I'm having trouble proving that if $A$ is an infinite set, then $A\approx A\times A$ using Zorn's Lemma directly.

My problem is I don't know how to choose the correct set to which apply Zorn; I have tried $$X=\{f_{B}\colon B\times B\longrightarrow B\mid B\subseteq A,\ f_{B}\ {\rm injective}\}$$ since it's obvious that $A\preceq A\times A$, and with $(X,\leq)$ (the order $f_{B}\leq f_{B'}$ if $B\subseteq B'$ and $f_{B'}$ restricted to $B\times B$ is $f_{B}$) I manage to get a maximal function of that kind, but then I can't "expand it" as usual to prove it must have domain $A\times A$. Do you know which set $X$ should I work with?

Answer 1

So, you're ordering such injective functions $f_B: B \times B \rightarrow B$ by the relation that $f_B \leq f_{B'}$ if and only if $B \subseteq B'$ and $f_{B'}$ restricts to $f_B$ on $B \times B$, right?
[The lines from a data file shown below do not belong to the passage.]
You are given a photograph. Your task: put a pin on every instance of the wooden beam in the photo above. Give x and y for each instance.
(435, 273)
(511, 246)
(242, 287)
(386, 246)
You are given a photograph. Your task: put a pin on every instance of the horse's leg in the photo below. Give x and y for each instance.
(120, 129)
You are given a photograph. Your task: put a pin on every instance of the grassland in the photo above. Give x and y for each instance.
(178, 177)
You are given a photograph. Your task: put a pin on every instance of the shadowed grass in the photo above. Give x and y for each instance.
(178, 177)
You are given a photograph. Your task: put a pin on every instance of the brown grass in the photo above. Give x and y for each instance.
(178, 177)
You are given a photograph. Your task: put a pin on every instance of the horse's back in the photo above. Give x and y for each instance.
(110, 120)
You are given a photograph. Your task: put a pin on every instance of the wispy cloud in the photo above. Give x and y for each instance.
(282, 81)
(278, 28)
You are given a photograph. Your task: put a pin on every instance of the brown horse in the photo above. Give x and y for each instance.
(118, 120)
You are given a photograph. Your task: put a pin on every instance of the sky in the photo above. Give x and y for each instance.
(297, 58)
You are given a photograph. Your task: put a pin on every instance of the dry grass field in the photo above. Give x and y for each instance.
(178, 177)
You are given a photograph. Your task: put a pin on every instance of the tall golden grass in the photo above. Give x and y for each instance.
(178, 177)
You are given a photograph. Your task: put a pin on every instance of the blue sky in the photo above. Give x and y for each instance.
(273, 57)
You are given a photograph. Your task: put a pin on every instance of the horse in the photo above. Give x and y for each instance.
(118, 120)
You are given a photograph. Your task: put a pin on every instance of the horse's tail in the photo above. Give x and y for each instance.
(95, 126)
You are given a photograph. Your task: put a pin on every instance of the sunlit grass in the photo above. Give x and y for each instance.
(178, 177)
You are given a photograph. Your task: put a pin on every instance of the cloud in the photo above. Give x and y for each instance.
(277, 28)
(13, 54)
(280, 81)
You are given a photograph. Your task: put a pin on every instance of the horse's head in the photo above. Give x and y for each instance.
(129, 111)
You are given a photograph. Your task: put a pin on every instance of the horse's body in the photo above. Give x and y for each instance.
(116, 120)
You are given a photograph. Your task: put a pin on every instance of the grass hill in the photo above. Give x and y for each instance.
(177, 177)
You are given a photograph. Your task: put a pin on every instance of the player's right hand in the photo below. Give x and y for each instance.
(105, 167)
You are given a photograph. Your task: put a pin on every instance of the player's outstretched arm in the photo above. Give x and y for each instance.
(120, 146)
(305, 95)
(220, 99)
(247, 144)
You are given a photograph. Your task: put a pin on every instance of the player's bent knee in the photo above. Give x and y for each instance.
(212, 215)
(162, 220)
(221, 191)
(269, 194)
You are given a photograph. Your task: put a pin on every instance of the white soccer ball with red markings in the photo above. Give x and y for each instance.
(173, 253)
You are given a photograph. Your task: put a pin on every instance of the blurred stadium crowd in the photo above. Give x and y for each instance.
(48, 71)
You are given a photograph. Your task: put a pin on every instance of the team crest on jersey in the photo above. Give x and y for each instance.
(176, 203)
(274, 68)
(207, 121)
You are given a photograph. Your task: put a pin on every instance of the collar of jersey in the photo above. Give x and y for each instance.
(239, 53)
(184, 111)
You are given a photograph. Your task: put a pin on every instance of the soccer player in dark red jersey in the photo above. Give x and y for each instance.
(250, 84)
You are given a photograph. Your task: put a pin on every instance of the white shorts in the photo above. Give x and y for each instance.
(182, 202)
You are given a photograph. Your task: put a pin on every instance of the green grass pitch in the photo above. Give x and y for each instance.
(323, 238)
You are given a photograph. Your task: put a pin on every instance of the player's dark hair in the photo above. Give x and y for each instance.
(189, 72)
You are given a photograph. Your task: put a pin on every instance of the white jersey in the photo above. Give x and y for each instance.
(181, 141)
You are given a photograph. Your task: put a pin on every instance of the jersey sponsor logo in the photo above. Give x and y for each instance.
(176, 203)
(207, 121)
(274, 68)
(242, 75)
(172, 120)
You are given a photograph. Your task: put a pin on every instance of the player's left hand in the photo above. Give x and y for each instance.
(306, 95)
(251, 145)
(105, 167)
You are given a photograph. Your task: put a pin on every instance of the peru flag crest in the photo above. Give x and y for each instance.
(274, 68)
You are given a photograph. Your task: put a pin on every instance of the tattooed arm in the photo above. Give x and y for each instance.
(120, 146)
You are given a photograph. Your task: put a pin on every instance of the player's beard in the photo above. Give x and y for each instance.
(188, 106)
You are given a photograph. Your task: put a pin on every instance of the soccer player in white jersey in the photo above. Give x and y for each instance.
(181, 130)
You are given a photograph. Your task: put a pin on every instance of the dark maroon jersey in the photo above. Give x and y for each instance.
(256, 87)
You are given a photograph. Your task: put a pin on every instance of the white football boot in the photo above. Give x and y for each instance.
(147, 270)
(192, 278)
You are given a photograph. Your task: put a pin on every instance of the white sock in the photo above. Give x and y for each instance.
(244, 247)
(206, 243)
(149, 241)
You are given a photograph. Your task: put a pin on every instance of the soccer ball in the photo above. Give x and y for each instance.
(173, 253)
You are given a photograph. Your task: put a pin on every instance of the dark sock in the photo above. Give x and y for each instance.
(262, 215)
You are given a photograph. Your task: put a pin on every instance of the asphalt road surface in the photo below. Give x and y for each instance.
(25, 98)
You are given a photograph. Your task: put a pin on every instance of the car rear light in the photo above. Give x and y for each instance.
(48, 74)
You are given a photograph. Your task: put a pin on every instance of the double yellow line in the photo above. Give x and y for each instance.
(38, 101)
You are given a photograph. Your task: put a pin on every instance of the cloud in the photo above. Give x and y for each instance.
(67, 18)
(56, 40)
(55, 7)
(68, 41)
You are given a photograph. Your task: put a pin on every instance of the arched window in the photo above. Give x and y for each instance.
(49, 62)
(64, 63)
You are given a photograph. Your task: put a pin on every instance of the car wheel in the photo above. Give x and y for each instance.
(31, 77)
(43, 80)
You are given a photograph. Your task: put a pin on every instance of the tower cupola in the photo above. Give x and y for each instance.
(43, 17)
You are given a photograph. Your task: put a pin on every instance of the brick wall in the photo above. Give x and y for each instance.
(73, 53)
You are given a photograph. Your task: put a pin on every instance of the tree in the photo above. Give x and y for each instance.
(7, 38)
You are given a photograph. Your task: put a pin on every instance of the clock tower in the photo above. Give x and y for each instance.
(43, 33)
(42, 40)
By Zorn's lemma, there is a maximal such injective function $f_B: B \times B \rightarrow B$. If $B$ is properly contained in $A$, there are two cases (i): $A -B$ is finite or (ii): $A-B$ is infinite. In the first case, you're already done, because $B$ and $A$ would have the same cardinality. In the second case, you have plenty of leeway to extend $f_B$ to an injective function on $C \times C \rightarrow C$, where $C - B$ is infinite.